A propos de Ile de A. Huxley (p. 198)
« Huxley a publié Ile en 1962, c’est son dernier livre, poursuivit [Michel]. Il situe l’action dans une île tropicale paradisiaque – la végétation et les paysages sont probablement inspiré du Sri Lanka. Sur cette île s’est développée une civilisation originale, à l’écart des grands courants commerciaux du Xxe siècle, à la fois très avancée sur le plan technologique et respectueuse de la nature : pacifiée, complètement délivrée des névroses familiales et des inhibitions judéo-chrétiennes. La nudité y est naturelle ; la volupté et l’amour s’y pratiquent librement. Ce livre médiocre, mais facile à lire, a joué un rôle énorme sur les hippies et , a travers eux, sur les adeptes du New Age.

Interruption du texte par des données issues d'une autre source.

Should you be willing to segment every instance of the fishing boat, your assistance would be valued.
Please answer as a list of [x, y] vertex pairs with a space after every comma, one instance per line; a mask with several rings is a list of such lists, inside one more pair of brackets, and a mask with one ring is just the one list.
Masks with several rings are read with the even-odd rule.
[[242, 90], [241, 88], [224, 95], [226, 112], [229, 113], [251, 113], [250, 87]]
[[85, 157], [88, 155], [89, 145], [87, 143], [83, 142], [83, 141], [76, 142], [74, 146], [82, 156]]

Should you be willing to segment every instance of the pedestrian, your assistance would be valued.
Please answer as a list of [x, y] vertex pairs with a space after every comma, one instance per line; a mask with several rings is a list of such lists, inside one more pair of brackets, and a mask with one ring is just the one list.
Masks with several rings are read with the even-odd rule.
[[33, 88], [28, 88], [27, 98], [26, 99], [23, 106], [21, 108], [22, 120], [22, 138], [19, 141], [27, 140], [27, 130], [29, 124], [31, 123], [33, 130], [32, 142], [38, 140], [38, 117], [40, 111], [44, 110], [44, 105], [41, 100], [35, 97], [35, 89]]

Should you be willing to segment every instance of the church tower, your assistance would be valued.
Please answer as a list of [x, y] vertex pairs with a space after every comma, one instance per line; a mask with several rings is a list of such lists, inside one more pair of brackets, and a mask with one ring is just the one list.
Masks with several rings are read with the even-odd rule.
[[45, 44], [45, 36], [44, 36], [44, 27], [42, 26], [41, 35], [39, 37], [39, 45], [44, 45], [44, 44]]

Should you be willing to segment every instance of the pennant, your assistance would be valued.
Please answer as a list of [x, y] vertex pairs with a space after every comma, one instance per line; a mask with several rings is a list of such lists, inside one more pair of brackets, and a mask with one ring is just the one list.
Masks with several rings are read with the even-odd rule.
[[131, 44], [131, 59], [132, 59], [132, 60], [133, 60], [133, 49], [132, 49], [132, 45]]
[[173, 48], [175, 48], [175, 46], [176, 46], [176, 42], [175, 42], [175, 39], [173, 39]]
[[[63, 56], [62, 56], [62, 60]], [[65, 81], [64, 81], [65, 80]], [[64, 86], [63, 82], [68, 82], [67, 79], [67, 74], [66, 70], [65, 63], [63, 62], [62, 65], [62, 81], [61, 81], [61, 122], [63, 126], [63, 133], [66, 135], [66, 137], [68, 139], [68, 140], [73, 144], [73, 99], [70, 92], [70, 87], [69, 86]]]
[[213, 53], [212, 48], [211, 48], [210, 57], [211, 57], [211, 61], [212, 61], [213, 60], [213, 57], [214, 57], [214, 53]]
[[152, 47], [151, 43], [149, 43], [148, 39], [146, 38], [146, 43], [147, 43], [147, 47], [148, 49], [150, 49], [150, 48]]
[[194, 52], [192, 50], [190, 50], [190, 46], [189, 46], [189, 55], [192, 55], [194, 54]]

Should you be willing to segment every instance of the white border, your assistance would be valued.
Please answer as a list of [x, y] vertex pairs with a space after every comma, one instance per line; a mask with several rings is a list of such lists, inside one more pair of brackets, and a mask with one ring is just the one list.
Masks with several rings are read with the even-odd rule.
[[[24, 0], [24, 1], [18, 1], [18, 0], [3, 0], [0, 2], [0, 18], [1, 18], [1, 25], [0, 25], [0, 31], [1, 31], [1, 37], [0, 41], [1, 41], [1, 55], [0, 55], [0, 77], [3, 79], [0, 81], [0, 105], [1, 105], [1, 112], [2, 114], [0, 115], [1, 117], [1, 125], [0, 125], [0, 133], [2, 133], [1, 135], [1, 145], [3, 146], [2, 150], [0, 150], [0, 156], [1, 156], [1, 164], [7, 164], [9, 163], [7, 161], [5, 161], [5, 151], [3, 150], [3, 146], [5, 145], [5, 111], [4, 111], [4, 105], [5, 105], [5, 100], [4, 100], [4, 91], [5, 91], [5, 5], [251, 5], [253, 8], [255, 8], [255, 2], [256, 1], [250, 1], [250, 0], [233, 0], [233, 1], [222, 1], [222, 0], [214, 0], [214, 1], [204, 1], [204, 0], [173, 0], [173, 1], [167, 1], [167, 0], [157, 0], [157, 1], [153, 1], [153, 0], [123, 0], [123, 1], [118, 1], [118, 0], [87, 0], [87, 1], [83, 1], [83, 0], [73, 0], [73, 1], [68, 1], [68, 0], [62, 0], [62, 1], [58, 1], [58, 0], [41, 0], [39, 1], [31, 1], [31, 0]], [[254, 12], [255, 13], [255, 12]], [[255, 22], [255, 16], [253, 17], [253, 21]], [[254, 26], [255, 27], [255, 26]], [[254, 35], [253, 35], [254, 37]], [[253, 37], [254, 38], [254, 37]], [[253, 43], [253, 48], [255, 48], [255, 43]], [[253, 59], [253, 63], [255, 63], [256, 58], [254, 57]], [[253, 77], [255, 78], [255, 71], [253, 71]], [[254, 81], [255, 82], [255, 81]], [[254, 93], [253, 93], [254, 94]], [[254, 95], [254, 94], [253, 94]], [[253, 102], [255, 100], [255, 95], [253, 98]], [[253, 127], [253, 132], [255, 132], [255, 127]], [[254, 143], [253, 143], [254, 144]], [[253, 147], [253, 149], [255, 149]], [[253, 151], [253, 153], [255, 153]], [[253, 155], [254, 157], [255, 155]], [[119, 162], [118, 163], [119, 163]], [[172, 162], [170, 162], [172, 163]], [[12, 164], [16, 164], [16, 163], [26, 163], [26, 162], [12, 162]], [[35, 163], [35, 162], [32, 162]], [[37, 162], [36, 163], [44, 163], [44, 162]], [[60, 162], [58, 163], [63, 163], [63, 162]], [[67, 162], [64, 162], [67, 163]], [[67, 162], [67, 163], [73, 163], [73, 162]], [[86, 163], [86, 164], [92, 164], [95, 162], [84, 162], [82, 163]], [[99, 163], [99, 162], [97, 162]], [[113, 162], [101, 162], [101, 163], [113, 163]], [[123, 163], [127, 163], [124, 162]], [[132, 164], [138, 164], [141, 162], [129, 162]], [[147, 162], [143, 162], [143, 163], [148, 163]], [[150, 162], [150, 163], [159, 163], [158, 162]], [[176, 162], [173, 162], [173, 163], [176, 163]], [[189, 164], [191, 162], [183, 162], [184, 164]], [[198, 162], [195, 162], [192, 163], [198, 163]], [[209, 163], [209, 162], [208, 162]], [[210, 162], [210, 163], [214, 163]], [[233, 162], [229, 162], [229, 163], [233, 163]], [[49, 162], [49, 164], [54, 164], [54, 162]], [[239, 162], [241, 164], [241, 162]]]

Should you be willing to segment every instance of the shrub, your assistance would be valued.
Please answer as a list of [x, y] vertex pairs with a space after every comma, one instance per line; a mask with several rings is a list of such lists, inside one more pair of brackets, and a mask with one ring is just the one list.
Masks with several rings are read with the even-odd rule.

Si on y regarde de près, la communauté harmonieuse décrite dans Ile a beaucoup de points communs avec celle du Meilleur des mondes. De fait Huxley lui-même, dans son probable état de gâtisme, ne semble pas avoir pris conscience de la ressemblance, mais la société décrite dans Ile est aussi proche du Meilleur des mondes que la société hippie libertaire l’est de la société bourgeoise libérale, ou plutôt de sa variante social-démocrate suédoise. »(…)

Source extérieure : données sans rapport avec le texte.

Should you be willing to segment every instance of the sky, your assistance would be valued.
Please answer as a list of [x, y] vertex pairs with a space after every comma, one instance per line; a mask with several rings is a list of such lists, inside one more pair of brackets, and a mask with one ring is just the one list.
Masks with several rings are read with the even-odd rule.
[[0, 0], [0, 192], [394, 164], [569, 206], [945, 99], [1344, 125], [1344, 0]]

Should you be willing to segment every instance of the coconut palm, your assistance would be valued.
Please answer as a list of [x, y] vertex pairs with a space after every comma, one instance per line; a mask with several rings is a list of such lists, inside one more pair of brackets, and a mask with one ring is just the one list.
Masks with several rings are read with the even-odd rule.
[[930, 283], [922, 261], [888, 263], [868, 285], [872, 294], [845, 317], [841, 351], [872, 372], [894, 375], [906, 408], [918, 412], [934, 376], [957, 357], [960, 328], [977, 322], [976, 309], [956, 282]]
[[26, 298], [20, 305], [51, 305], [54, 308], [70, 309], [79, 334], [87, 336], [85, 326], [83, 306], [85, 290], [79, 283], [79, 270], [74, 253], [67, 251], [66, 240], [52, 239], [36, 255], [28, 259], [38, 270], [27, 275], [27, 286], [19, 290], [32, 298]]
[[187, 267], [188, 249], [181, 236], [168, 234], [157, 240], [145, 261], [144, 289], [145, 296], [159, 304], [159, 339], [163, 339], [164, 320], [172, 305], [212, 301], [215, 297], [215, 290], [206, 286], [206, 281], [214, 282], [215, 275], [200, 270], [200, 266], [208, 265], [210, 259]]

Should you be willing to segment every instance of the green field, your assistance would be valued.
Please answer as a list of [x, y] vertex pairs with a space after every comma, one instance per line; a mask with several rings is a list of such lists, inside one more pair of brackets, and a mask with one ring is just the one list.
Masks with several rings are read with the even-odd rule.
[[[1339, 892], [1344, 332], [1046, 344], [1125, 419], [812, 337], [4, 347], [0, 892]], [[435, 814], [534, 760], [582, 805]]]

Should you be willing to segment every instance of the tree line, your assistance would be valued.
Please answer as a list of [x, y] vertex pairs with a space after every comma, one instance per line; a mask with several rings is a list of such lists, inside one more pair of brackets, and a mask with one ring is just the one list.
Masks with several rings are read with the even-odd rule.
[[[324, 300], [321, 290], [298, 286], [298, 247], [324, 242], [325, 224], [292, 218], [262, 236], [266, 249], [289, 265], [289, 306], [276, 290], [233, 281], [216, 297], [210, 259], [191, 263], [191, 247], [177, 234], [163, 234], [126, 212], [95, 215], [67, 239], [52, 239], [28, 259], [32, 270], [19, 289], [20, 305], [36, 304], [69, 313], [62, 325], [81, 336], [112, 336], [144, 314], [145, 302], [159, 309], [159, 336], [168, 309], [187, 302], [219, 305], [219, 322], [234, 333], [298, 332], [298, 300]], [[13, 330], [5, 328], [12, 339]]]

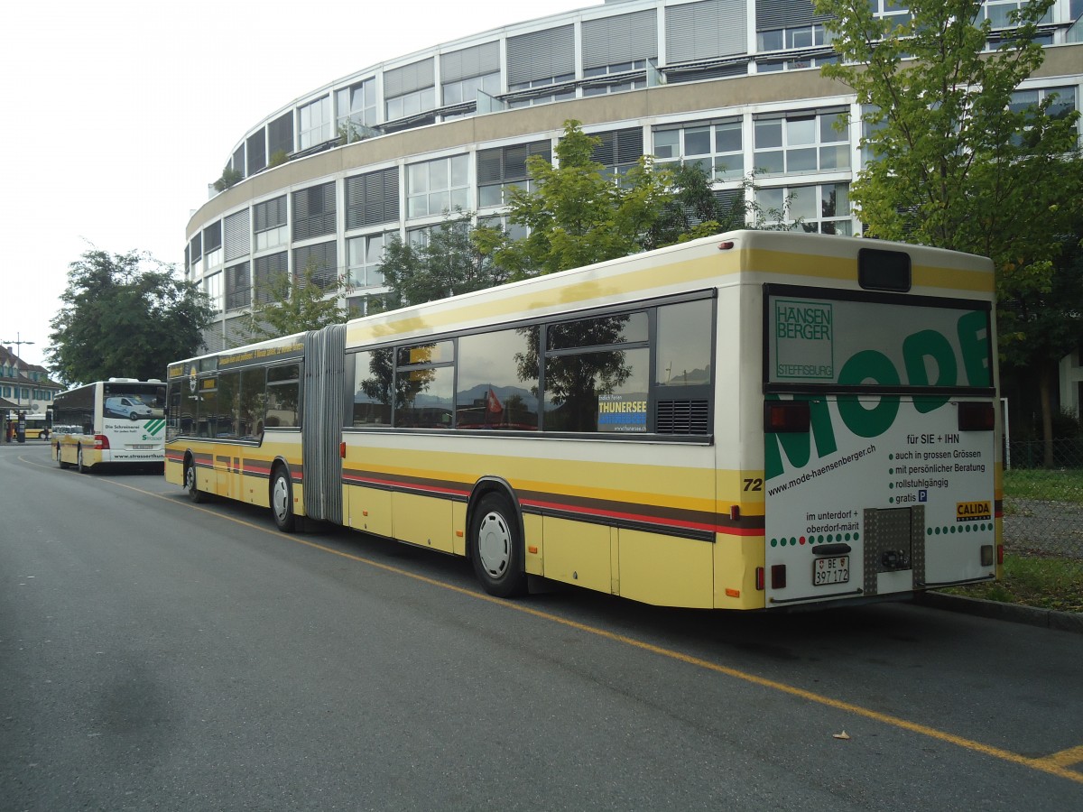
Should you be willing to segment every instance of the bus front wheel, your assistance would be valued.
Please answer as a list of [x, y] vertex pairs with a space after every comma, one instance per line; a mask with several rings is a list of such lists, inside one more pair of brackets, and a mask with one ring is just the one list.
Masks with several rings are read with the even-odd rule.
[[196, 505], [207, 498], [196, 484], [196, 463], [192, 460], [188, 460], [184, 466], [184, 489], [188, 492], [188, 498]]
[[286, 469], [282, 466], [274, 470], [271, 476], [271, 515], [274, 524], [283, 533], [292, 533], [296, 524], [293, 516], [293, 486]]
[[525, 591], [519, 523], [508, 500], [497, 494], [482, 497], [470, 522], [470, 561], [490, 594], [512, 598]]

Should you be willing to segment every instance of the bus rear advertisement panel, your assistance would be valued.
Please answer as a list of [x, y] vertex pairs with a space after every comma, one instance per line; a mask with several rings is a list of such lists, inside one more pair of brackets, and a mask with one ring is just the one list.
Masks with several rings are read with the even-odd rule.
[[995, 577], [991, 315], [982, 301], [767, 286], [767, 411], [801, 411], [766, 436], [769, 601]]
[[166, 477], [657, 605], [995, 578], [988, 260], [733, 232], [169, 367]]

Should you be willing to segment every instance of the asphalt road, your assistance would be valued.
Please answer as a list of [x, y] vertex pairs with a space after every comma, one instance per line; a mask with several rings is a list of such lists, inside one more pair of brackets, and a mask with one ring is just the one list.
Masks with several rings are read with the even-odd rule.
[[[0, 446], [0, 809], [1083, 809], [1083, 634], [577, 590]], [[845, 736], [844, 736], [845, 732]]]

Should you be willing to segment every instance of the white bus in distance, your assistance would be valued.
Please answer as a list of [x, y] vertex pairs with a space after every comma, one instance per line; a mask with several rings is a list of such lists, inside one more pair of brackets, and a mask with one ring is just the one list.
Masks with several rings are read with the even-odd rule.
[[166, 384], [157, 379], [109, 378], [56, 395], [53, 458], [80, 472], [99, 466], [160, 468], [166, 454]]

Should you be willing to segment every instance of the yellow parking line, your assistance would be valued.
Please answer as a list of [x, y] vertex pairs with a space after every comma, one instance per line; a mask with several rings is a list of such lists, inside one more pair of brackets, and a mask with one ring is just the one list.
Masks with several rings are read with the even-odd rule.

« Comme son frère, Aldous Huxley était un optimiste…(…). La mutation métaphysique ayant donné naissance au matérialisme et à la science moderne a eu deux grandes conséquences : le rationalisme et l’individualisme. L’erreur d’Huxley est d’avoir mal évalué de le rapport de forces entre ces deux conséquences. Spécifiquement, son erreur est d’avoir sous-estimé l’augmentation de l’individualisme produite par une conscience accrue de la mort. De l’individualisme naissent la liberté, la sensation du moi, le besoin de se distinguer et d’être supérieur aux autres. Dans une société rationnelle telle que celle décrite par le Meilleur des mondes, la lutte peut être atténuée. La compétition économique, métaphore de la maîtrise de l’espace, n’a plus de raison d’être dans une société riche, où les flux économiques sont maîtrisés. La compétition sexuelle, métaphore par le biais de la procréation de la maîtrise du temps, n’a plus de raison d’être dans une société où la dissociation sexe-procréation est parfaitement réalisé. : mais Huxley oublie de tenir compte de l’individualisme. Il n’a pas su comprendre que le sexe, une fois dissocié de la procréation, subsiste moins comme principe de plaisir que comme principe de différentiation narcissique ; il en est de même du désir de richesses. Pourquoi le modèle de la social-démocratie suédoise n’a-t-il jamais réussi à l’emporter sur le modèle libéral ? Pourquoi n’a-t-il même jamais été expérimenté dans le domaine de la satisfaction sexuelle ? Parce que la mutation métaphysique opérée par la science moderne entraîne à sa suite l’individuation, la vanité, la haine et le désir. En soi le désir – contrairement au plaisir – est source de souffrance, de haine et de malheur. Cela, tous les philosophes – non seulement les bouddhistes, non seulement les chrétiens, mais tous les philosophes dignes de ce nom – l’ont su et enseigné. La solution des utopistes – de Platon à Huxley, en passant par Fourier – consiste à éteindre le désir et les souffrances qui s’y rattachent en organisant sa satisfaction immédiate. A l’opposé, la société érotique-publicitaire où nous vivons s’attache à organiser le désir dans des proportions inouïes, tout en maintenant la satisfaction dans le domaine de la sphère privée. Pour que la société fonctionne, pour que la compétition continue, il faut que le désir croisse, s’étende et dévore la vie des hommes. »(…)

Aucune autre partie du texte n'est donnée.